8x CD-ROM Drive Slower than a slug
Darwin’s theory tells us that CD-ROM drives have survived these past 10 years because each generation has been at least marginally faster than the last. Why then does Philips’ new PCA80SC 8x SCSI drive deliver performance reminiscent of primordial ooze?
The PCA80SC has all the trappings of a premium product: SCSI-2 interface, Win95 Plug-and-Play compatibility, and a sustained data-transfer rate of l,200K/sec. Philips targets the drive at professionals using large graphics files and MPEG-encoded video. But during our tests, conducted with Ziff-Davis’ WinBench 96 benchmarking software running on a generic 166MHz Pentium system with an Adaptec 2940 SCSI interface card, the drive exhibited performance way below par.

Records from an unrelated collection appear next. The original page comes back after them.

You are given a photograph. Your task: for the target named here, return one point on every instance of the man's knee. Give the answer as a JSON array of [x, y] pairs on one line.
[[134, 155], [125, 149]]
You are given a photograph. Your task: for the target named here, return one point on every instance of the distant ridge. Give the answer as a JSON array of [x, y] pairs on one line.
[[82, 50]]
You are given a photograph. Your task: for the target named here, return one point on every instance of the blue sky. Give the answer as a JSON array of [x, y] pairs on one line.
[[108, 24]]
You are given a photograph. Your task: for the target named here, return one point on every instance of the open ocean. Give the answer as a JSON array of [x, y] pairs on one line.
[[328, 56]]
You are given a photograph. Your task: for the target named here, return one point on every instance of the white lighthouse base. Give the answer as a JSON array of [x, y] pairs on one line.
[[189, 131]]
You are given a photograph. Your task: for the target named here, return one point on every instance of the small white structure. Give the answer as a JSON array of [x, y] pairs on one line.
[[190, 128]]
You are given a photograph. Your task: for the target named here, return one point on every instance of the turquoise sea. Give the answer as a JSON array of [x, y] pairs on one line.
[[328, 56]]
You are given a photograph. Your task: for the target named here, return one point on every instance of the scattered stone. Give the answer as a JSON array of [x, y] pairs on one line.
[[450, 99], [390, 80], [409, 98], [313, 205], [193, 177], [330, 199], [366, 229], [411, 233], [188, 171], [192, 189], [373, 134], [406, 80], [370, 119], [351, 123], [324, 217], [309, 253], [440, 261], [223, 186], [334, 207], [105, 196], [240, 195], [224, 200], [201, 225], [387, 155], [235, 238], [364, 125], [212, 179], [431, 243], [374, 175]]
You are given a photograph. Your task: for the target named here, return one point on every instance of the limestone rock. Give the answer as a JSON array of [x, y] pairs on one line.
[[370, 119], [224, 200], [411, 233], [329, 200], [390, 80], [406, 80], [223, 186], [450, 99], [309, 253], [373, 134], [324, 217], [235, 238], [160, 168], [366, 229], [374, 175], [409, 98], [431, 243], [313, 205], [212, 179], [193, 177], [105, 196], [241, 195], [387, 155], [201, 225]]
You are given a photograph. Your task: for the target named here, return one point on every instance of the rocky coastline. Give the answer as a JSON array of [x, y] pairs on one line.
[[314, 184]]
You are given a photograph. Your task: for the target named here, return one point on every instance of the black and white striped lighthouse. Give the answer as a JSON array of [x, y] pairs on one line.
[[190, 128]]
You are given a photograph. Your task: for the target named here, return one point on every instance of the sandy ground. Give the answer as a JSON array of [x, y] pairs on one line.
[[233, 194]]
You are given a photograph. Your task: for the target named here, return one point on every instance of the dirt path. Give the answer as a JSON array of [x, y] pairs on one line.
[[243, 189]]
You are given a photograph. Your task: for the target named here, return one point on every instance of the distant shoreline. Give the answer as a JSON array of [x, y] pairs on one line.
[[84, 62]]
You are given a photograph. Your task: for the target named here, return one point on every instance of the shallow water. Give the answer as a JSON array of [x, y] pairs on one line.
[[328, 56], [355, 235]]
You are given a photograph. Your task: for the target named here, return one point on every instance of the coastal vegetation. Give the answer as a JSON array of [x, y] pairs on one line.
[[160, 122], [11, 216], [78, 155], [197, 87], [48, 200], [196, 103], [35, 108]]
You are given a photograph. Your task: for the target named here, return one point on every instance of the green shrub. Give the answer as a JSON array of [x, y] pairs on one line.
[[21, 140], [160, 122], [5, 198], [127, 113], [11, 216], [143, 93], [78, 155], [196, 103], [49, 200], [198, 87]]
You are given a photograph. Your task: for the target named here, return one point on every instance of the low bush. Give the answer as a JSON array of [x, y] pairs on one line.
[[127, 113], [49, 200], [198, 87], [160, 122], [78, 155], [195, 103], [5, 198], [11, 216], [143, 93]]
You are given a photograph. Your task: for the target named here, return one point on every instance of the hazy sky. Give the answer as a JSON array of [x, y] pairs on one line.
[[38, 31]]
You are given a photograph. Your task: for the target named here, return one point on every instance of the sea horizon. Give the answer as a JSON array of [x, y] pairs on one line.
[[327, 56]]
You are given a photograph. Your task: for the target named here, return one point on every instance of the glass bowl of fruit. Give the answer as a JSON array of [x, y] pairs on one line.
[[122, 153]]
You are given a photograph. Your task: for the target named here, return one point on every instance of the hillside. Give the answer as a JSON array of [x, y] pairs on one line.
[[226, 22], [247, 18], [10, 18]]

We were taken aback by the drive’s average access time of just 215ms and its average data-transfer rate of only 545K/sec. In recent tests, other 8x drives (see “8x Drive By” in boot 02) displayed average access times of 143ms and average data-transfer rates of 722K/sec. Philips claims the drive is optimized for reading very large files from CD-ROMs, so we opened a number of 15MB and larger images from a CD-ROM-based clip-art library using Hijaak Pro and recorded the time the drive needed to open each file. For the sake of comparison, we then reinstalled the TEAC 6x IDE/ATAPI drive previously installed in our 166 and opened the same files. Surprise! The TEAC 6x opened about half the files faster than the Philips 8x and was only marginally slower opening the other half.
In terms of CPU utilization, the Philips monopolized only 30 percent of the CPU’s power, compared to 56 percent for the TEAC. This makes the Philips well suited for applications such as streaming video off disc. But even in this area, the drive didn’t perform as well as other 8x SCSI drives we’ve tested. (NEC’s MultiSpin 8Xi SCSI drive, for example, consumed just 24 percent of the CPU’s clock cycles during last month’s testing.)

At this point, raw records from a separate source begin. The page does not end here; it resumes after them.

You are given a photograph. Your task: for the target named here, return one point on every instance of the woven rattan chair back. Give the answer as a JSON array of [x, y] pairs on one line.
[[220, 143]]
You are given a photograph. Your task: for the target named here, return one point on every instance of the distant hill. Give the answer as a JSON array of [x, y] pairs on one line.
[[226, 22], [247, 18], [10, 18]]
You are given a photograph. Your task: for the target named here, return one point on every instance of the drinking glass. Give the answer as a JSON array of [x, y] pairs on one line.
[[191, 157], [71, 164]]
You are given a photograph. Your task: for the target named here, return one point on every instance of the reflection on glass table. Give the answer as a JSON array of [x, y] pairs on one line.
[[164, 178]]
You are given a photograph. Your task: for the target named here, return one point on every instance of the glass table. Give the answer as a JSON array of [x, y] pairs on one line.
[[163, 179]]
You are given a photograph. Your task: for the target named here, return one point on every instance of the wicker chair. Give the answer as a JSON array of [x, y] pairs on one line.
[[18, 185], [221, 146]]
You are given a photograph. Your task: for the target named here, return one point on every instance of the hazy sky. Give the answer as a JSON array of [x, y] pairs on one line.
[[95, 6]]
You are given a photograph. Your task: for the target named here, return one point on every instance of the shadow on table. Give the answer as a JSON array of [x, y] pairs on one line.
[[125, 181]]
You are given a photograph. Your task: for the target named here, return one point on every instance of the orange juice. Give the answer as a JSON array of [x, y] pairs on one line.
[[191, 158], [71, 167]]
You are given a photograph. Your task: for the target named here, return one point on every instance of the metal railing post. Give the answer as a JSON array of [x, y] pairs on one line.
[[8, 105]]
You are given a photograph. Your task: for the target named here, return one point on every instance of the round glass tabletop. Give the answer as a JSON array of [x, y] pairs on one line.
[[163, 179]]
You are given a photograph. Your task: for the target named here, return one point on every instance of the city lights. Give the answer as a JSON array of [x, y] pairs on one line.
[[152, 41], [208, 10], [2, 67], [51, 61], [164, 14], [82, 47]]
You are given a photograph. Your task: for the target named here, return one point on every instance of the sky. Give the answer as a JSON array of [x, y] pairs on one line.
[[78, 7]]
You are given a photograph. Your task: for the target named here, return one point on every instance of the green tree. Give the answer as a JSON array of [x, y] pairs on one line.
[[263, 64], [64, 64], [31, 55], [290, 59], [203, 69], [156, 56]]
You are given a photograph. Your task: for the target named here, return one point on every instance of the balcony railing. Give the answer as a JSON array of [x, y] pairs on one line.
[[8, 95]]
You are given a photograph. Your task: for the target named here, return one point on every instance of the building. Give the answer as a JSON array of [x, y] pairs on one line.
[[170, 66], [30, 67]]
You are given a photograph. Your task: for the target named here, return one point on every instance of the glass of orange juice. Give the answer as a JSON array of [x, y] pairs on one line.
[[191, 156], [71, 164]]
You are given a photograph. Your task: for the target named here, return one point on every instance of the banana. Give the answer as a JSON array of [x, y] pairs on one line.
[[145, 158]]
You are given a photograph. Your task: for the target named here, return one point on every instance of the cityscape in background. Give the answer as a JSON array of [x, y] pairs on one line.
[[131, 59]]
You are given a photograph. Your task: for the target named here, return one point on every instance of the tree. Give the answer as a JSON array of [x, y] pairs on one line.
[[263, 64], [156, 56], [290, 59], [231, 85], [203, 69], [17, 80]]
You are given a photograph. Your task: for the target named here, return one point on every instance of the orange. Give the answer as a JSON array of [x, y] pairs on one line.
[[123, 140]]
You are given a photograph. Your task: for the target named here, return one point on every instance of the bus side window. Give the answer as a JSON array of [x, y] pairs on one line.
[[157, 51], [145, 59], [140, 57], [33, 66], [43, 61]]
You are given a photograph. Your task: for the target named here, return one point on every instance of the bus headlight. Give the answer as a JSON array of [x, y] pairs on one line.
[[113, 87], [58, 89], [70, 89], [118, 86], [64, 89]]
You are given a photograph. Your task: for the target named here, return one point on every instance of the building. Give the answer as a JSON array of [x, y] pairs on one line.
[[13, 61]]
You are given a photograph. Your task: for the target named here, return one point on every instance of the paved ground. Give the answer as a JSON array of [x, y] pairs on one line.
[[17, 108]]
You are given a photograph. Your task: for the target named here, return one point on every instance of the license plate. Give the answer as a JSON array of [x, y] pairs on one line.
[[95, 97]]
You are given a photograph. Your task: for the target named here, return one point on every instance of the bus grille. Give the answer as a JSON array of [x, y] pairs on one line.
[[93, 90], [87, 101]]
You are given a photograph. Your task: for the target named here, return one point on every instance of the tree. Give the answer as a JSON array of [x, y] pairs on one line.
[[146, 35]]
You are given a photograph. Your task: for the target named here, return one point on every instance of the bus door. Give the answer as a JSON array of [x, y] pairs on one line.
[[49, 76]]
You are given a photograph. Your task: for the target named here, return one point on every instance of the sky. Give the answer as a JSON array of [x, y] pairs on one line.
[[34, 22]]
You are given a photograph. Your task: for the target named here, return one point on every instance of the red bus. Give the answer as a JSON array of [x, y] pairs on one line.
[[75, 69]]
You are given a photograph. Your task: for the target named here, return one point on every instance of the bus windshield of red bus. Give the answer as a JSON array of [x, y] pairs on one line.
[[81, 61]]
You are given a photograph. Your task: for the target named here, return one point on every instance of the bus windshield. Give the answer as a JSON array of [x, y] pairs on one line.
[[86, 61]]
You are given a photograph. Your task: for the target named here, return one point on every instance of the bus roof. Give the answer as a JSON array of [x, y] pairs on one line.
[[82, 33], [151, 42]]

And don’t be alarmed if stray dogs gather around your chair every time you fire up this drive; it emits an annoying high-pitch whine when spun up. Philips claims this is normal with drives accessing at fast speeds, but we’ve never noticed this phenomenon with other drives.
Considering Philips’ position as the co-inventor of the CD-ROM, you might expect its drives to be performance leaders. But we’d relegate the PCA80SC to the back of the class.